Seventy researchers, land managers, and other experts co-authored the book. More than 20 USDA Forest Service scientists are co-authors, along with collaborators from federal agencies, non-governmental organizations, states, and universities.
Over its eight chapters, the book covers:
- The state of smoke science
- Fuels and consumption
- Fire behavior and heat release as source conditions for smoke modeling
- Smoke plume dynamics
- Smoke chemistry
- Social, human health, economic, and risk communication considerations, and
- Resource manager perspectives on the need for smoke science.

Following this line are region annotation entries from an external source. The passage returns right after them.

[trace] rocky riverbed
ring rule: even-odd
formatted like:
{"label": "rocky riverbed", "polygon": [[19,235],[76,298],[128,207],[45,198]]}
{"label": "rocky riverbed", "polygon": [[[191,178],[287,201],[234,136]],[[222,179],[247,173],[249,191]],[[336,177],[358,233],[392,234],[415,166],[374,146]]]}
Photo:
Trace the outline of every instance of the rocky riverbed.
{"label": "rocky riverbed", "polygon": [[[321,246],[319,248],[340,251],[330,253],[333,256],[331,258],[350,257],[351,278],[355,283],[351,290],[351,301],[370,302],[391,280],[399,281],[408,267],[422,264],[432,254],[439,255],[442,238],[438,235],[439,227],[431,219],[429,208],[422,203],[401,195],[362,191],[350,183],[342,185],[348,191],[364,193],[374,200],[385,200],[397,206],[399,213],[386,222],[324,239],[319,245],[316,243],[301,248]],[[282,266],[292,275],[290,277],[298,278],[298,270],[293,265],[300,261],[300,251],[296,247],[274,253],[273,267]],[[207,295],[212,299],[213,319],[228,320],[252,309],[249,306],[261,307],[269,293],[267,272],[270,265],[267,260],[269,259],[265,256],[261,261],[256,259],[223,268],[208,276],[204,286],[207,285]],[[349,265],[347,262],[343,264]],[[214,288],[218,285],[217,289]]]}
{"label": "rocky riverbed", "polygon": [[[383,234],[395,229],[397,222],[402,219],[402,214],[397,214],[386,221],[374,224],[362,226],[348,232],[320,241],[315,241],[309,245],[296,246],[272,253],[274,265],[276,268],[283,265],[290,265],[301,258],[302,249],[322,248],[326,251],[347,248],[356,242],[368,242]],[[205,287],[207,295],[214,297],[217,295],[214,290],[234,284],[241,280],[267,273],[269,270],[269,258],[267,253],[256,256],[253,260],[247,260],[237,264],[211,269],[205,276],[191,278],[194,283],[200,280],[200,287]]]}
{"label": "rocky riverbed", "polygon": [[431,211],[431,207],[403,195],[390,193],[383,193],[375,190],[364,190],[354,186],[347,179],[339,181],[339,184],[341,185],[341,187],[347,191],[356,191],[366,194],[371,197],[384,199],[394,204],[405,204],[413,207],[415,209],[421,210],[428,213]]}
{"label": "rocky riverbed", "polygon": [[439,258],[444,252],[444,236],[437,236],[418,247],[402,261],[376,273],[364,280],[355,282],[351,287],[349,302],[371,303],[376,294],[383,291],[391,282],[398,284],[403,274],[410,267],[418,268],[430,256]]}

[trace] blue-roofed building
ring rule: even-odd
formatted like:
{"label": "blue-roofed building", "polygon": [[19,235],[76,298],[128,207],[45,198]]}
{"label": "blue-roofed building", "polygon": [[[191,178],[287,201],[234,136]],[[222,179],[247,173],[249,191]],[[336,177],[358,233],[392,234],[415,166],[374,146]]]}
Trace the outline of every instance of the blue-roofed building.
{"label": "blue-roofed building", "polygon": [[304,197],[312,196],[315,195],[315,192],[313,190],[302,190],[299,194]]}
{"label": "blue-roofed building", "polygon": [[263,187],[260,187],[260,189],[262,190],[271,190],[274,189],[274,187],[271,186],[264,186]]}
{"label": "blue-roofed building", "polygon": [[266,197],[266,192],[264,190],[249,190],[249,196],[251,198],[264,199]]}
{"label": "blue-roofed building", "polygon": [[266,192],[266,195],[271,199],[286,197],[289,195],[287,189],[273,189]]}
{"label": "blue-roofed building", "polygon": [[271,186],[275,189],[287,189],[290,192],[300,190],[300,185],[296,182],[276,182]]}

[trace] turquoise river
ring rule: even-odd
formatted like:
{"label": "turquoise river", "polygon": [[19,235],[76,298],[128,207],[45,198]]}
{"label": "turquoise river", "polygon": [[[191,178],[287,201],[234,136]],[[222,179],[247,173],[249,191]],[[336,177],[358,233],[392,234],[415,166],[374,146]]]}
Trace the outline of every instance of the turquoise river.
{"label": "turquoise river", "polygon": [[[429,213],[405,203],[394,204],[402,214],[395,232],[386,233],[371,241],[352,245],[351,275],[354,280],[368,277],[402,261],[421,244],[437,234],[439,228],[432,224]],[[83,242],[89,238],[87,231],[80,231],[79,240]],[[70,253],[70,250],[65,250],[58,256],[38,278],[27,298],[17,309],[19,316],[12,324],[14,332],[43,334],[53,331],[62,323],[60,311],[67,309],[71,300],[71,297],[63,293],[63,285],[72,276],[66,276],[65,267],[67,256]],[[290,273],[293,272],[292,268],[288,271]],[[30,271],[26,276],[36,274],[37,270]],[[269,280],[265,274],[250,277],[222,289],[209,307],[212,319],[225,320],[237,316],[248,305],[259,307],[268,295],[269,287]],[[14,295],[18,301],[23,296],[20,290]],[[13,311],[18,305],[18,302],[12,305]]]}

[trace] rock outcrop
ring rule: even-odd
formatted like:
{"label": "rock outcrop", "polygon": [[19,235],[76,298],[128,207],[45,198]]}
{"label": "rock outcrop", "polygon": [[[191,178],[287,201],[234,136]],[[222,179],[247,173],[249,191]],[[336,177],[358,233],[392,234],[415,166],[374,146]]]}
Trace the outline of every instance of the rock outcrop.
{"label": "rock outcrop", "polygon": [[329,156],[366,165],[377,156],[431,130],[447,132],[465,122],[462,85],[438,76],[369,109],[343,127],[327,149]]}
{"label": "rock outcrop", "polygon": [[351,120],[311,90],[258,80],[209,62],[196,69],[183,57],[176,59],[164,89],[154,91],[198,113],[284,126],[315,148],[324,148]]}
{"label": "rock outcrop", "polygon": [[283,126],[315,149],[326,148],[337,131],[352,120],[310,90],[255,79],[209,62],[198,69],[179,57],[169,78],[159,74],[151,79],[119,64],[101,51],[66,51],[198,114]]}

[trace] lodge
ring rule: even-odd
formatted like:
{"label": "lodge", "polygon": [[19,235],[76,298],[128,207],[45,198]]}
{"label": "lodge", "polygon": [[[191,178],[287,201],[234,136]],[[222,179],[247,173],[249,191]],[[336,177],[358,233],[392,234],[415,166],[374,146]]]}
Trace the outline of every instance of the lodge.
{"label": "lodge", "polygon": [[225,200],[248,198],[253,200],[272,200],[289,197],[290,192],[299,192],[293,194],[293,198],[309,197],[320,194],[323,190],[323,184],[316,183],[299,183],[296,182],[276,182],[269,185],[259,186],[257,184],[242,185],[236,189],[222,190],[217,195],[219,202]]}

“Wildland fires are a major source of gases and aerosols, and a thorough understanding of fire emissions is essential for addressing the societal and climatic consequences of fire and smoke,” says Dr. Toral Patel-Weynand, Southern Research Station Director and one of the book’s editors. “This knowledge is increasingly important, as a warmer climate is contributing to more fires and more smoke exposure.”

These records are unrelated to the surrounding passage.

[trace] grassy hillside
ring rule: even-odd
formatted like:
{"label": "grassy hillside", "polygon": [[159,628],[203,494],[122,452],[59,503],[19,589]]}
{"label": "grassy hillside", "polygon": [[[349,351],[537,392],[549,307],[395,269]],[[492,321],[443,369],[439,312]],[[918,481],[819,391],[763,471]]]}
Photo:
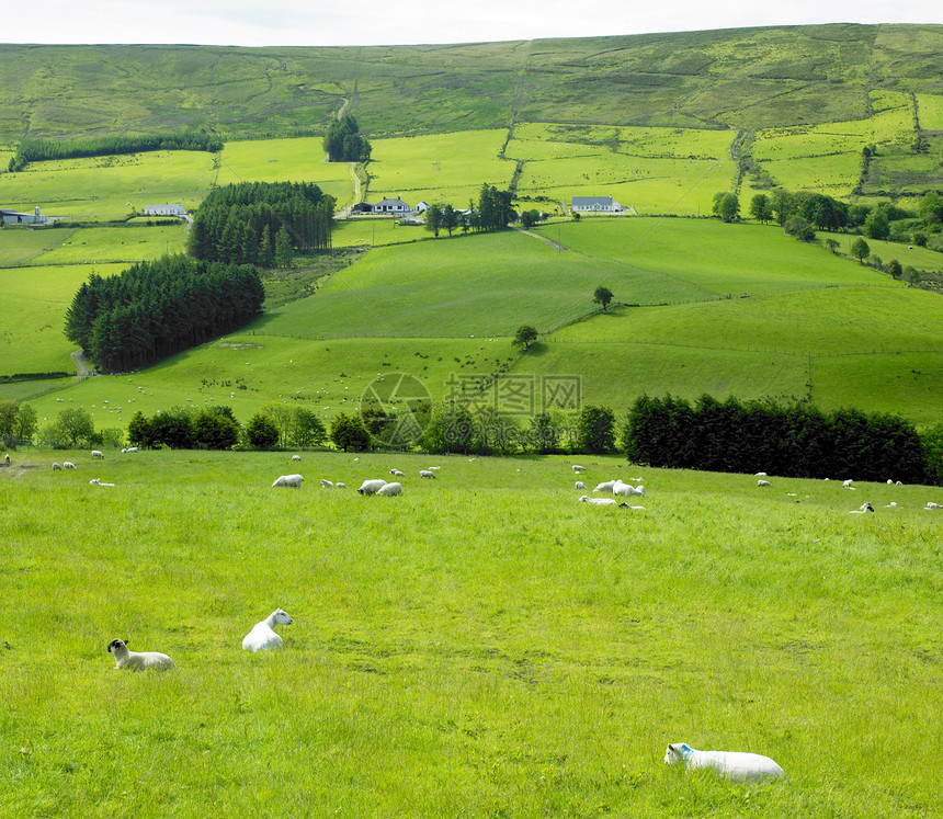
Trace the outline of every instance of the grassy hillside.
{"label": "grassy hillside", "polygon": [[[447,46],[0,46],[0,144],[212,128],[371,136],[512,121],[759,128],[853,120],[867,91],[941,93],[935,25],[820,25]],[[931,126],[924,126],[931,127]]]}
{"label": "grassy hillside", "polygon": [[[913,751],[943,719],[939,489],[590,458],[588,484],[643,477],[632,513],[576,502],[563,458],[444,457],[431,481],[423,456],[21,457],[0,469],[11,816],[195,815],[207,794],[230,815],[943,811]],[[400,498],[317,486],[393,467]],[[269,487],[295,469],[300,490]],[[276,606],[284,650],[242,651]],[[114,671],[115,637],[178,670]],[[786,776],[685,776],[672,741]]]}

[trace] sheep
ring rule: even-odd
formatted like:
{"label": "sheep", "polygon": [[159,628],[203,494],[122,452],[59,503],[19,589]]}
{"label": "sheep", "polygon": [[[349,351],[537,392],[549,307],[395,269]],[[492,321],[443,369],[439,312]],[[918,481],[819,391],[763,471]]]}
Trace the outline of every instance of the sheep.
{"label": "sheep", "polygon": [[616,507],[618,501],[615,498],[590,498],[588,494],[579,499],[581,503],[593,503],[597,507]]}
{"label": "sheep", "polygon": [[861,507],[859,509],[852,509],[851,512],[849,512],[849,514],[864,514],[865,512],[873,512],[873,511],[874,511],[874,507],[872,507],[868,501],[865,501],[864,503],[861,504]]}
{"label": "sheep", "polygon": [[300,475],[280,475],[272,481],[273,487],[293,487],[294,489],[302,488],[304,477]]}
{"label": "sheep", "polygon": [[173,660],[160,651],[128,651],[127,640],[112,640],[109,642],[109,651],[114,655],[115,669],[169,671],[177,668]]}
{"label": "sheep", "polygon": [[741,751],[695,751],[684,742],[669,743],[664,752],[664,763],[673,765],[683,762],[691,771],[697,767],[713,767],[722,776],[738,782],[764,780],[782,776],[783,769],[769,757]]}
{"label": "sheep", "polygon": [[375,494],[385,486],[386,481],[383,478],[371,478],[361,484],[361,488],[357,491],[361,494]]}
{"label": "sheep", "polygon": [[252,626],[252,630],[242,638],[242,650],[263,651],[282,648],[282,638],[273,630],[277,625],[292,625],[292,615],[276,608],[261,623]]}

Southern Research Station scientists Scott Goodrick, Ben Hornsby (now with U.S. Fish & Wildlife Service), Yongqiang Liu, Louise Loudermilk, and Jeff Prestemon contributed much expertise to this volume. Their chapters focus on:
- Improved, 3D fuels descriptions that inform estimates of fuel consumption and emissions;
- Next-generation fire behavior and smoke dispersal models that put practical decision-making tools in the hands of managers; and
- The links between smoke, human health, and economic impacts, a topic that needs more study to reduce risk and improve future outcomes.
Current, credible science and on-the-ground expertise will guide the agency’s fuels reduction projects and prescribed fire treatments in its 10-year strategy for Confronting the Wildfire Crisis.
The book also identifies where more research is needed. Patel-Weynand adds, “This assessment provides a roadmap for future research: What are the gaps and challenges to improving fire and smoke management over the next decades?”